College of Science & Engineering

Generative AI in research software: Comparing AI-generated and human-written geospatial research software

Supervisor: Mr Joseph Shingleton

School: Geographical and Earth Sciences

Description:

Background and motivation

Research software is increasingly written with the aid of generative AI tools. This presents both risks and opportunities for the scientific community – on the one hand, increased productivity and reduced technical barriers for entry may expedite scientific discovery, on the other, disrupting the relationship between coder and code may threaten the integrity of research software. This risk is particularly evident in specialist fields where domain-specific methods, standards, and workflows may be less well represented in an AI system’s training data.
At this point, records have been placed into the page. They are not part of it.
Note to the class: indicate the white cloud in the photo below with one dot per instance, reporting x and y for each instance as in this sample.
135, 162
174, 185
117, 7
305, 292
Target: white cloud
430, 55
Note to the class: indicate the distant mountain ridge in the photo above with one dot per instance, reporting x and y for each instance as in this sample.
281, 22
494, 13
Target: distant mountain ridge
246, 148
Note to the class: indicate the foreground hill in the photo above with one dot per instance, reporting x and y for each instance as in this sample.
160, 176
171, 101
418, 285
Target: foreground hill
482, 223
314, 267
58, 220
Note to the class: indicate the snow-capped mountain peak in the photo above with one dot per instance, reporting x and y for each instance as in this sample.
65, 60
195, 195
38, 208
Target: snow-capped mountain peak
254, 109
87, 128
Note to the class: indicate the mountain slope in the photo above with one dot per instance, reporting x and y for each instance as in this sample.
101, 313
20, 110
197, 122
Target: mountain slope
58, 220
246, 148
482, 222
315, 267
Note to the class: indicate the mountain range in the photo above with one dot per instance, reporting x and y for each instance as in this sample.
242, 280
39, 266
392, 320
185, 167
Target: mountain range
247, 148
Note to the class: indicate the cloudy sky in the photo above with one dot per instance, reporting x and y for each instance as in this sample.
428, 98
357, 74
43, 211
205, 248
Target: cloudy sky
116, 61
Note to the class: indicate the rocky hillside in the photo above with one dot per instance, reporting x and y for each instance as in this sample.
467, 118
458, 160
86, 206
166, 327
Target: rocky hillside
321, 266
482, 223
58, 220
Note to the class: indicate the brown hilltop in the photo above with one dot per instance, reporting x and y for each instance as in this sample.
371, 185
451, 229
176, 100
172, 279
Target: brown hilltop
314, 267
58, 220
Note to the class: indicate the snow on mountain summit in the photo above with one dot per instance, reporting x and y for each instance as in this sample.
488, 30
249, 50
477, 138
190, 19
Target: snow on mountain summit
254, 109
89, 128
Geospatial information science is one such field, with its own technical requirements around spatial data formats, coordinate systems, reproducibility, and analytical workflows. This project will investigate how effectively generative AI can reproduce geospatial research software by building a comparative dataset of human-written and AI-generated code.

Expected activities

The student will work with a preselected collection of real geospatial research code repositories developed before the widespread use of AI coding tools, and use an AI coding assistant (e.g. OpenAI’s “Codex”, or Anthropic’s “Claude Code”) to recreate selected tools or functions from the code. They will then compare the original and generated code, documenting key similarities and differences in areas such as dependencies, coding patterns, clarity, reproducibility, and handling of geospatial tasks. Through this project, they will begin to identify the distinctive patterns unique to AI-generated geospatial research software.

Outputs

A key output of this project will be a pilot benchmark dataset enabling pairwise comparison of human-written and AI-generated geospatial research software. In addition to this, the student will help develop a structured framework for comparing these outputs in terms of reproducibility, coding patterns, dependencies and domain-specific correctness. This will provide an initial evidence base for further research on the role of generative AI in research software engineering, and may inform future work on benchmarking, best practices, and the responsible use of AI in geospatial science.

 Suitability and Development Opportunities

This project would suit a student in geographical or computational sciences with an interest in computational methods, research software, and geospatial data science. Relative proficiency in at least one programming language (ideally Python) is essential. The student will gain valuable experience in AI-assisted coding, research software evaluation, and critical assessment of computational workflows. These are crucial skills for anyone entering the software engineering workspace in the era of Generative-AI.